= John Pelham Mann =

English business executive, cricketer, and British Army officer

John Pelham Mann (13 June 1919 – 8 September 2002) was an English business executive, cricketer and decorated British Army officer.

John Mann was born in West Byfleet, Surrey, the younger son of England and Middlesex cricket captain Frank Mann. His brother was George Mann, who also captained England.

He was educated at Eton and Pembroke College, Cambridge. A right-handed batsman, he missed his cricket blue due to illness, but he was considered an exciting prospect before the Second World War broke out. He played in fifteen first-class matches for Middlesex between 1939 and 1947, being awarded his county cap in 1946.

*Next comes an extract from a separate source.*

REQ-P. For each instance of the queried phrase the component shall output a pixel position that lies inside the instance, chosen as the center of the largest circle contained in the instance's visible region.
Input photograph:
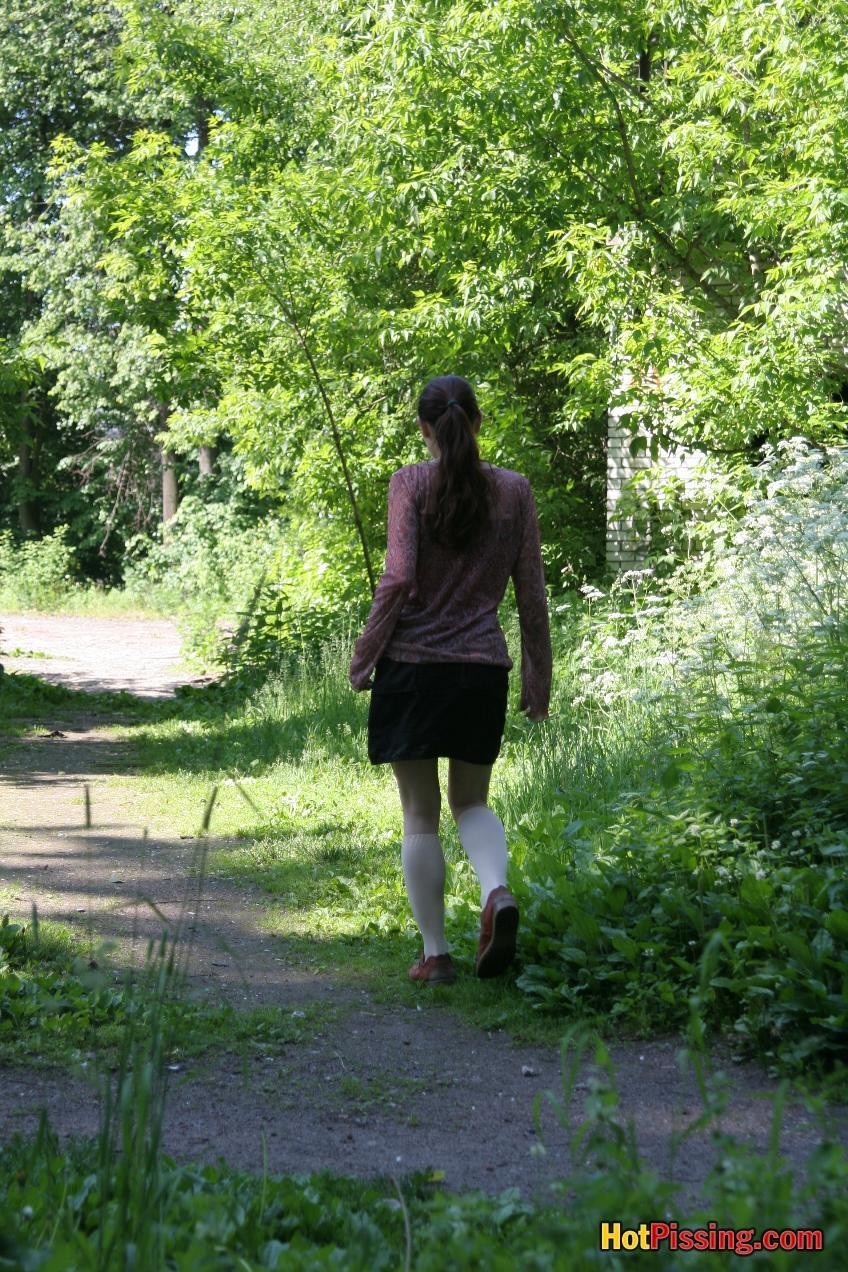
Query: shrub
(36, 574)
(721, 704)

During the Second World War, Mann served as an officer in the Scots Guards. He won the Military Cross as an acting major. He was in command of "Left Flank" Squadron of the 3rd Tank Battalion Scots Guards, part of 6 Guards Tank Brigade, during the advance towards Sevenum, east of Eindhoven. Mann's squadron attacked some well hidden anti-tank guns at night and forced them to withdraw.

He was managing director of Unilever in New Zealand in the 1950s. He joined United Biscuits in 1964, and became the company's chief executive in the United States. He retired in 1985 to live in Connecticut.

In 1942 he married Ann Brockbank; they were divorced in 1974. He married Isabel Davis (née Ochsner) in 1976. She survived him, together with two sons and a daughter from his first marriage and three stepsons.